Megan Abbott has a habit of flipping the life of the American adolescent over and exposing the darkest of underbellies. The Fever (May 2015) is no exception.
In this novel, the lives of several sixteen-year-old girls who live in the same town and attend the same high school are turned upside down over a mysterious seizure-causing ailment that has affected them. With a sudden onset inspiring panic, the fever claims its first victim, a lovely girl named Lise. Following her are several more girls in rapid succession as the town’s hysteria grows and several theories as to the cause are taken up in arms by the town’s various citizens, mainly the concerned parents of the affected girls. Since the affliction is only affecting high school girls, several experts are brought in to try to find the common theme among them. As the many straws are grasped, emotions are heightened and nerves are frayed and the grim realization settles over parents of what little control they have in keeping their children safe from harm.
Hot button issues are offered up as viable theories in this groundbreaking novel, such as vaccine safety, exposure to environmental toxins, and a phenomenon called mass psychogenic illness (which is thought to be a group response to stress or emotional distress). Remaining true to Abbott’s past novels, the reader seeks reassurance from the one parent we most identify with, the one with the coolest head who seeks to logically make sense of the chaos. In this story, it is a man named Tom Nash, the divorced high school chemistry teacher and father of Lise’s closest friend.
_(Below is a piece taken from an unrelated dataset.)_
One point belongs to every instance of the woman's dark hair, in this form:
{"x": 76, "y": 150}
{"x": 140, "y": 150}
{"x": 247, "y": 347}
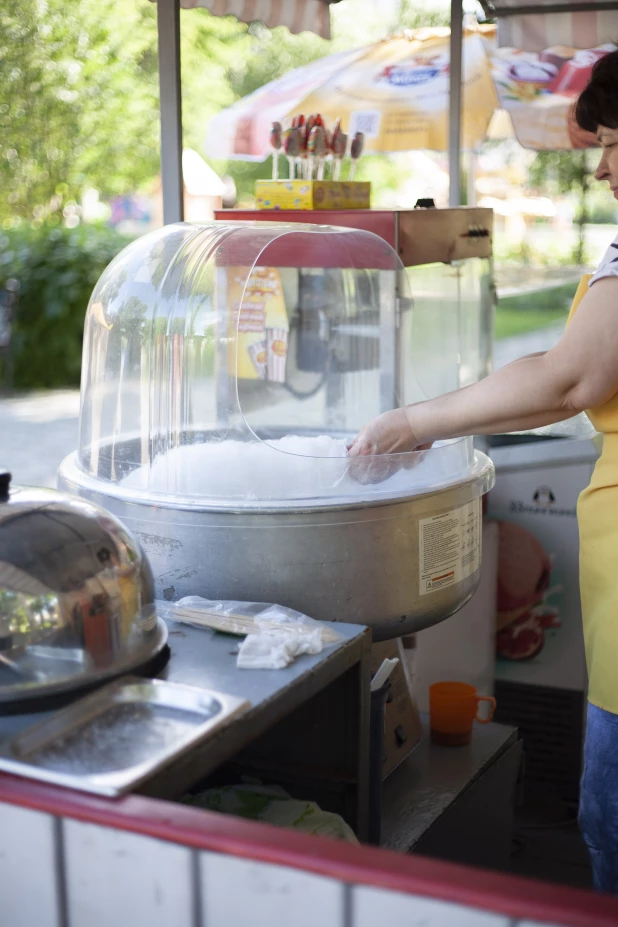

As the fever takes hold of this quiet town, the secret lives of these teenage girls are slowly revealed to expose a set of lies and betrayal that become more potent as time goes by.
Based on the true story of a mysterious tic like illness befalling over a dozen students in the upstate New York town of Le Roy, The Fever is a dark and psychological thrill ride showcasing some of today’s most relevant issues. Abbott’s prose is delivered in concise chapters broken up into delineated blocks that really pack a punch and heighten urgency. It is a fast, seductive, and thoroughly enjoyable read.